Une autre étude présentée au congrès a confirmé que l’utilisation de l’ertapénem n’est pas associée à une résistance accrue de P. aeruginosa à l’imipénem. Comme l’explique l’auteur principal, le Dr Yehuda Carmeli, unité des maladies infectieuses, Tel Aviv Sourasky Medical Center, Israël, l’imipénem et le méropénem sont deux carbapénems du groupe 2 et sont capables de sélectionner des souches résistantes à P. aeruginosa. L’ertapénem, en revanche, est un carbapénem du groupe 1; en raison de son activité limitée contre P. aeruginosa, il n’a pas été associé à un risque accru de résistance de P. aeruginosa à l’imipénem, du moins in vitro et dans les études individuelles.

Dans le cadre de l’étude longitudinale rétrospective, les chercheurs ont recueilli des données sur les patients, l’usage d’antibiotiques et les résistances usuelles dans neuf unités entre 2001 et 2005. L’analyse portait en tout sur 139 185 hospitalisations et 540 255 jours-patients. Plus de 541 000 DQD d’antibiotiques ont été prescrites, dont 4637 DQD d’imipénem et de méropénem et 2130 DQD d’ertapénem. Il est ressorti des données que 779 isolats de P. aeruginosa étaient résistants à l’imipénem, soit une incidence de 5,6 cas/1000 hospitalisations.
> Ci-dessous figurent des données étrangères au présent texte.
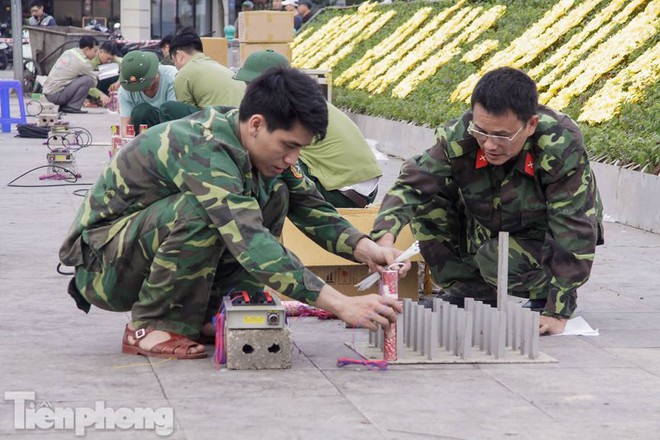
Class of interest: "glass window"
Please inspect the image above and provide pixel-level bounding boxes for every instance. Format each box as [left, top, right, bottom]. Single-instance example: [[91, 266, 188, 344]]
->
[[195, 0, 212, 36], [176, 0, 195, 31], [92, 0, 112, 19], [53, 0, 83, 27]]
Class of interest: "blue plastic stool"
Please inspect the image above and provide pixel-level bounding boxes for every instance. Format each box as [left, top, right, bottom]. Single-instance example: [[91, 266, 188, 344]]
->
[[0, 79, 27, 133]]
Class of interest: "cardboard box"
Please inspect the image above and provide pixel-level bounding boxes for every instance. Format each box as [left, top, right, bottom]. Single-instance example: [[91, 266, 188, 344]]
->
[[282, 206, 423, 299], [282, 206, 423, 266], [202, 37, 229, 66], [309, 261, 420, 300], [239, 43, 291, 66], [238, 11, 295, 43]]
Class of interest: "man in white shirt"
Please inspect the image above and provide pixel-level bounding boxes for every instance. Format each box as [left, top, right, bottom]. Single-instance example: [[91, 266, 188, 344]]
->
[[44, 35, 99, 113]]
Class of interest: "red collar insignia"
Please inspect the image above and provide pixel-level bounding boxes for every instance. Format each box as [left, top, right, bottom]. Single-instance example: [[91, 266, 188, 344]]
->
[[474, 148, 488, 170], [524, 151, 534, 177]]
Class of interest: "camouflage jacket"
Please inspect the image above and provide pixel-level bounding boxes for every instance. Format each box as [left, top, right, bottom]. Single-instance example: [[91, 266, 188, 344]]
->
[[60, 108, 364, 302], [372, 106, 602, 316]]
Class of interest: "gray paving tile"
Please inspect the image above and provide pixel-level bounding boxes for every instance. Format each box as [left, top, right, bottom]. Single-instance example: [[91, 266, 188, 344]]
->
[[170, 392, 383, 440]]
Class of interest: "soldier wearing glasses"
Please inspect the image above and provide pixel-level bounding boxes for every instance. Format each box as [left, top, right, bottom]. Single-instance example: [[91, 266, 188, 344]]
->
[[372, 67, 603, 334]]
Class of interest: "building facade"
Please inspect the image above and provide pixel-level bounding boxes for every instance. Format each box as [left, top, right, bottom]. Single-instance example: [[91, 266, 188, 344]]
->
[[8, 0, 227, 40]]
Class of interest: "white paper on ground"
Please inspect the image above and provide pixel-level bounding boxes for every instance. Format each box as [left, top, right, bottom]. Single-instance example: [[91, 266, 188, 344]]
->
[[367, 139, 389, 160], [553, 316, 600, 336]]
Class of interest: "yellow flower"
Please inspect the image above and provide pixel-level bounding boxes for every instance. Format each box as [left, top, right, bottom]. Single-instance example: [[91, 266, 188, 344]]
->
[[578, 42, 660, 124], [539, 0, 660, 110], [392, 6, 506, 98], [461, 40, 500, 63]]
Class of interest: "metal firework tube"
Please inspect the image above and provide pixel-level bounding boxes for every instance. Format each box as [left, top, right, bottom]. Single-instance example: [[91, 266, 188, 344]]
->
[[380, 270, 399, 361], [126, 124, 135, 137]]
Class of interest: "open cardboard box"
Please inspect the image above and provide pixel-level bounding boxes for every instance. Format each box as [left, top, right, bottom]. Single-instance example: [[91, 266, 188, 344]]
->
[[238, 11, 295, 43], [282, 206, 423, 299]]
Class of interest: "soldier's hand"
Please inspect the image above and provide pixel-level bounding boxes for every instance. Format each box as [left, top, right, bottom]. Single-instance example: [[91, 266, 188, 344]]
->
[[376, 232, 394, 247], [314, 285, 402, 331], [354, 237, 410, 277], [539, 315, 568, 335]]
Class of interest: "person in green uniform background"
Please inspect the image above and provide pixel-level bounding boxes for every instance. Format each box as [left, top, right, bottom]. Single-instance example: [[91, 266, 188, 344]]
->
[[235, 50, 383, 208], [60, 69, 410, 359], [371, 67, 603, 334], [160, 30, 245, 122]]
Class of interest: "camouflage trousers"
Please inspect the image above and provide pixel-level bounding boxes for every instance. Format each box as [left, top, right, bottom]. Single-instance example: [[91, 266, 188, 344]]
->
[[410, 187, 552, 299], [75, 194, 288, 338]]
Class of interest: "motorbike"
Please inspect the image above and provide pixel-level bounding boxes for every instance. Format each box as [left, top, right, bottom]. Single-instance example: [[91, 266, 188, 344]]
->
[[0, 22, 14, 70]]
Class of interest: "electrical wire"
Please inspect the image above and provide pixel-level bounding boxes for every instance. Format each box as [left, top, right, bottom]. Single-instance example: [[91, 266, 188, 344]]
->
[[55, 263, 75, 275], [7, 165, 93, 188]]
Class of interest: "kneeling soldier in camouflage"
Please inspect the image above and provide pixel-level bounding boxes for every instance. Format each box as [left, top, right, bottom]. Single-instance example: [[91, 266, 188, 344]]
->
[[60, 69, 409, 359], [372, 67, 602, 334]]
Selon une analyse multivariable, l’incidence des isolats de P. aeruginosa résistants à l’imipénem a augmenté au taux de 3,8 % par année, ce qui est significatif (p<0,001). La même analyse a révélé que l’utilisation de carbapénems du groupe 2 était «fortement associée» à une augmentation de la résistance de P. aeruginosa à l’imipénem et qu’à chaque tranche de 100 DQD d’un carbapénem du groupe 2 correspondait une augmentation de 20 % de l’incidence des isolats de P. aeruginosa résistants à l’imipénem. En fait, l’utilisation de carbapénems du groupe 2 était la seule variable associée à une augmentation du taux d’isolats de P. aeruginosa résistants à l’imipénem, notent les chercheurs. En revanche, l’ertapénem n’a pas été associé à une augmentation de l’incidence d’isolats de P. aeruginosa résistants à l’imipénem. «Lorsque les carbapénems sont indiqués pour le traitement d’infections par un micro-organisme résistant et que P. aeruginosa n’est pas en cause, l’ertapénem est préférable», estime le Dr Carmeli.